Why Bernie Is the Inevitable Nominee

I got up this morning wondering about the plausible scenario that no Democratic candidate will have a majority of delegates going into the convention in Milwaukee this summer, thus producing a contested/brokered convention, which we haven’t seen since 1952. Here’s part of the email I sent to some friends (some of them known to Power Line readers) with whom I kick around the state of things several times a week:

My current thinking is that Klobuchar is at least a lock for the VP slot, and might even sneak through to be the nominee. Right now it appears possible that no one is going to get enough delegates to secure the nomination. But Democrats really can’t risk a contested convention. No one knows how to do it, for one thing. The DNC will want to settle the matter somehow before the convention.

Hence the likelihood of a deal: Klobuchar offers her delegates to someone in exchange for the VP slot. Or maybe Buttigieg offers to be VP and throws his to Klobuchar. Possible that Buttigieg might throw his to Bernie in exchange for the VP slot–or maybe Biden if he manages to win SC and stay alive (doubtful right now).  I’m surprised I haven’t seen any speculation on this scenario in the media yet.  (All this assumes that Mayor Pete and Klobuchar continue to perform well enough to earn a non-trivial number of delegates.)

Bloomberg obviously won’t take the VP slot in a deal, and I’m doubtful any of the other candidates will offer to support him at the convention because he annoys too many of the left’s key interest groups.  And the deal scenario is risky, though less risky than an open convention. Any deal that deprives Bernie of the nomination will set off literal riots in Milwaukee.

So if I had to guess I still think Bernie is going to eke it out, as it is highly likely that he’ll have the most delegates.

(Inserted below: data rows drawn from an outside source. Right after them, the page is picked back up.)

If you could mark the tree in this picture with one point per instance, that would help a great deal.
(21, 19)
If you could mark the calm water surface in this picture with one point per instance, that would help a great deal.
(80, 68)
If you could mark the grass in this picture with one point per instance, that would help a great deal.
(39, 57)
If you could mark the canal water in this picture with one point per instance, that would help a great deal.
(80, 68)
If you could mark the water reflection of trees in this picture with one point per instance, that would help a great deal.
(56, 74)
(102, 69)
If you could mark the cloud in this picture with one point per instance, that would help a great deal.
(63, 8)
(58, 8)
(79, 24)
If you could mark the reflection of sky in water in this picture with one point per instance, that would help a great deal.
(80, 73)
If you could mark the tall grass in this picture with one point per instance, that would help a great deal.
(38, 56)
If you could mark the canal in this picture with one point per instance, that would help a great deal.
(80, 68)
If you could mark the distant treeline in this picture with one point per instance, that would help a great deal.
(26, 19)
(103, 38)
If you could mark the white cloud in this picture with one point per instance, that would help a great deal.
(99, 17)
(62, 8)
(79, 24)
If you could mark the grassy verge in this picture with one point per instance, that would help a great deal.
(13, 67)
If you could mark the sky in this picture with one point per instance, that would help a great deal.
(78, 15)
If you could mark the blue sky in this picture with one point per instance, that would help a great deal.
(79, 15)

If for no other reason than that the larger story line of our time is Democrats have to follow the path of the British Labour Party.

Lo and behold, the great Henry Olsen discussed this very scenario in his Washington Post column this morning, which tracks what I say here very closely.

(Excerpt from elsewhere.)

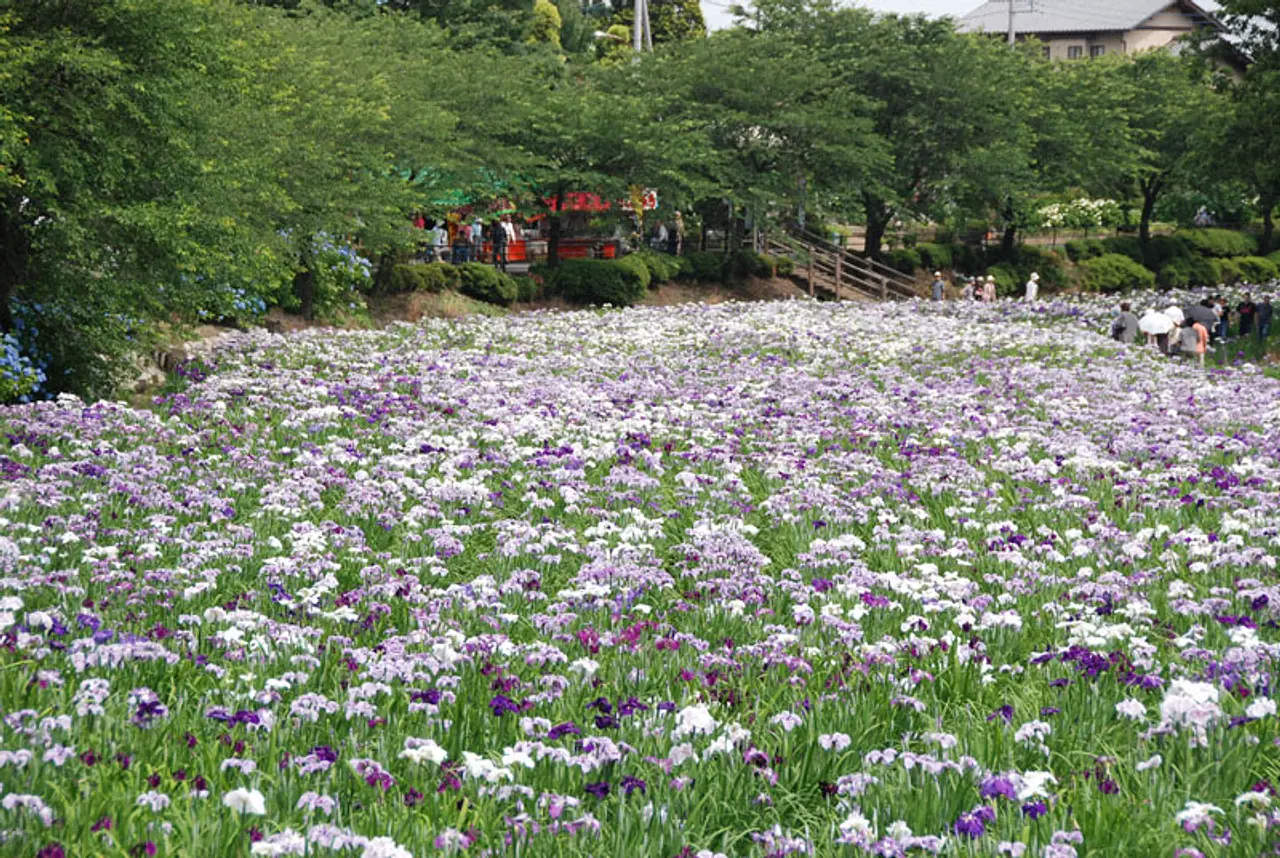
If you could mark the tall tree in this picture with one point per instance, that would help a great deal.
(1168, 99)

But by late this afternoon I had reached a different conclusion: the nomination is Bernie’s to lose. He could lose it, but I doubt it, unless Bloomberg takes him out, but I doubt that too.

Right now the conventional thinking is—look, the four so-called “moderate” candidates (my Devil’s Dictionary defines “moderate Democrat” as “someone especially skilled at concealing their socialism”) outpoll Bernie and Lizzie by two-to-one. But the assumption that a “moderate” candidate will defeat Bernie in a one-on-one matchup is almost surely wrong.

First, I got to thinking, “Where did I hear that before?” Oh yeah—that’s right, in 2016, when it was said that Trump would eventually succumb in a one-on-one matchup. Back in June 2016 (by which time Trump had nailed down the nomination) I wrote here on Power Line why this popular theme was wrong:

People should take account of “Why Trump Was Inevitable” in the latest New York Review of Books. There political scientists Ronald B. Rapoport, Alan I. Abramowitz, and Walter J. Stone take note of the data and point out that Trump was correct when he argued that much of the support of other candidates would go to him as they dropped out. Based on a survey they took around the time of the Iowa caucuses, they found that no single candidate topped Trump in hypothetical head-to-head matchups. Cruz came the closest, and not coincidentally he was the last man standing.

And guess what? There is new poll data out today from YouGov (one of the better polling outfits in my opinion) showing that Bernie is the Trump of 2020: likely to win head-to-head matchups, too:

A new Yahoo News/YouGov poll shows that Sen. Bernie Sanders would defeat each of the other Democratic presidential candidates in a one-on-one race — in many instances by double-digit margins.

Here’s the data chart:

Get ready for the Queens versus Brooklyn fall campaign, with a straight-up cage match between capitalism and socialism, Archie Bunker versus Meathead, John Ford versus Michael Moore. Bring it on, I say.